As if that weren’t enough, he’s just published an inspirational book, “Unbreakable Resilience”:

Since the mid 1970s, eight, Chicago area high school athletes have suffered catastrophic, spinal cord injuries in hockey and football. With their bodies no longer capable of moving as it did once before, the nightmare is compounded by the polarizing response of others: even the most loyal of friends begin to slip away, anxious to move past the event, and get on with their own lives.

But for author Don Grossnickle, Ed.D., the effect is in reverse; he is drawn to their plight while others flee.  As a minister, he discovers something remarkable about the durability of the human spirit, and the ability of that spirit to reinvent itself amid tremendous odds. Dubbing them the “eight broken neck boys of Illinois ,” Grossnickle immerses himself in the comeback world of short and long term comeback stories seeking to discover and share the secrets of being able to successfully tap into unbreakable resilience.
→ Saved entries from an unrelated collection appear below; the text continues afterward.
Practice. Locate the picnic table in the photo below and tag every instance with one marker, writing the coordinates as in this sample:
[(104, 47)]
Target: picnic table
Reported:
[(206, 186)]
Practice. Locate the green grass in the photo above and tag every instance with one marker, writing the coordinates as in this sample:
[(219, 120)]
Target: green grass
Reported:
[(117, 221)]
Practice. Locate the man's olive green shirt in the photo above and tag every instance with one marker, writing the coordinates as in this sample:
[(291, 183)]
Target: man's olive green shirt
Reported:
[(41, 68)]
Unbreakable Resilience provides insight on what it is like to live inside an immobilized, disobedient body that is otherwise bound to an active mind, heart, spirit and soul.  For most, living with a catastrophic, spinal cord injury is a fate worse than death. Each young man must rally on a daily basis to manage and lift his spirits. It’s this determination that captures Grossnickle’s attention.

I can’t think of a more profoundly diaconal ministry—serving, uplifting, ministering to and inspiring the people of God.
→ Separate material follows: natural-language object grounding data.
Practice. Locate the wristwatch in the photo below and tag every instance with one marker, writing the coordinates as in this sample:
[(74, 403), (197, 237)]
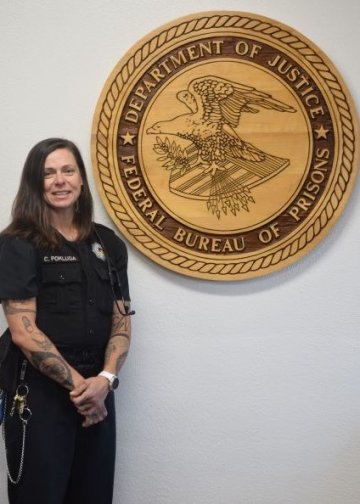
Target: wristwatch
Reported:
[(112, 379)]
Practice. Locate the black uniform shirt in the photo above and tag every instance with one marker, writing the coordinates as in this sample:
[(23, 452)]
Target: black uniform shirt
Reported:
[(71, 285)]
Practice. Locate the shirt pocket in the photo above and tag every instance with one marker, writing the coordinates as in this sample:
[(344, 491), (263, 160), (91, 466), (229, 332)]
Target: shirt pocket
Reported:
[(62, 287)]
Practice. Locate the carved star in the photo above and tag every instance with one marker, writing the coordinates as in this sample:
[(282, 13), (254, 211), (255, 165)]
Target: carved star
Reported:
[(321, 132), (128, 138)]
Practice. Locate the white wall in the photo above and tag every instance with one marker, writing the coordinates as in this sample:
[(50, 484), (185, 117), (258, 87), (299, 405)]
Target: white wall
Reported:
[(234, 393)]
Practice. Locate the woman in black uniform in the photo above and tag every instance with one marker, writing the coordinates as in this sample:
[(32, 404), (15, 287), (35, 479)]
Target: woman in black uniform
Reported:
[(64, 291)]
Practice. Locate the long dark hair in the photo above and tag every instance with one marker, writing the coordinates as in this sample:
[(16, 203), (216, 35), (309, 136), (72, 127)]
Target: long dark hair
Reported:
[(31, 214)]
Do yourself a favor and check out the website for Gridiron Alliance.  And check out the one for “Unbreakable Resilience,” as well, along with Deacon Don’s blog, where he notes:

As a boy scout camp counselor I dove into the lake and pulled a drowning swimmer from the bottom, did CPR and restored life. Next, while on a camping trip a friend slipped and fell off the top of a canyon rim and tumbled 60 feet to the shallow water below. God helped me jump down, perform first aid for his broken neck, ruptured spleen, and bleeding from the head. Thankfully he recovered through a miracle of God. I no longer wonder, as it is clear, at least part of my mission in life and my mission as a deacon is life-saving: COMEBACK RESILIENCE. I think every person has this calling to be willing to “lay down one’s life for another”…at least try and do something tangible to relieve the suffering of another. Unbreakable resilience benefits from the synergy of a helping hand-a friend in need, that is always a friend indeed!
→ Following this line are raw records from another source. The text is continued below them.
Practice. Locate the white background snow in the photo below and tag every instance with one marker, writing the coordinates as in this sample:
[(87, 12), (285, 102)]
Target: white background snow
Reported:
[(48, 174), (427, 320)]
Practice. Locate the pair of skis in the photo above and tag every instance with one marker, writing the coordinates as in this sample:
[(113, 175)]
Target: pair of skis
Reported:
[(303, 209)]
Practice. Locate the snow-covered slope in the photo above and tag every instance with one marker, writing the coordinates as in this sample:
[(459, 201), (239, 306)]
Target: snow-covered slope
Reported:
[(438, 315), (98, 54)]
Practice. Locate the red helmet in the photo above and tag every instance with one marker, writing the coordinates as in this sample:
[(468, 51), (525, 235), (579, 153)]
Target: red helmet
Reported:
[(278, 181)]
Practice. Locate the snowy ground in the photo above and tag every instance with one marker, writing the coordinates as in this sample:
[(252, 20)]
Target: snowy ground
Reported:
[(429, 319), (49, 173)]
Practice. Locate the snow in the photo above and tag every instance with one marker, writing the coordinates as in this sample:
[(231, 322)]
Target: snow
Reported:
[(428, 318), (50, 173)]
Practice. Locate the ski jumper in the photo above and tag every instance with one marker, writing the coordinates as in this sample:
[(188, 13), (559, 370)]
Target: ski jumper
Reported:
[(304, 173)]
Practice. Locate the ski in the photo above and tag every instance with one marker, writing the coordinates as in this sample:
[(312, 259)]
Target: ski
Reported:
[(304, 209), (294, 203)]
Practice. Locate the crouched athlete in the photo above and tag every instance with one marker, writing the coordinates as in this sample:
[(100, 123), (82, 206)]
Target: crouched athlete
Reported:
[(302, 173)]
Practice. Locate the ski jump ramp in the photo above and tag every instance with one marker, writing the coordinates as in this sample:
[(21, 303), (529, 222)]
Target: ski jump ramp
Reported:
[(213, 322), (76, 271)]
I think that the days since ordination in 1988 have afforded me opportunities to shape my ability to rescue others in peril. I thank God for the vision to see the plight of others and mobilize feelings of compassion and healing to attack suffering. Suffering I have learned can give way when struggle replaces helplessness and hopelessness. I am clear that my witness in walking the journey with persons with disability has taught me the benefit of never walking the comeback journey alone. Ideally, the power to rise after a fall comes from within. However, the solidarity of encouragement, love and support and be a catalyst, a difference maker. I am called by the Cardinal and Vicar for Deacons to spring forth a new day of caring and compassion now to lift up those who must deal with disability. What a burden and joy it is to call and ask others to be helpful and leave behind their comfort zone to reach out and lift up those who cannot rise because the burden alone is too much to bear. How satisfying it is when another ventures forth and says: “here I am Lord,I come to do your will”..what can I do to lift up someone who needs a miracle? It is in the begging and humility that transformation and transcendence becomes enlivened. We are each potential puzzle pieces of fulfillment in another’s comeback journey, that is if, we can foresee the beauty of the life mosaic that sparkles with the brilliance of wholeness, healing, completeness.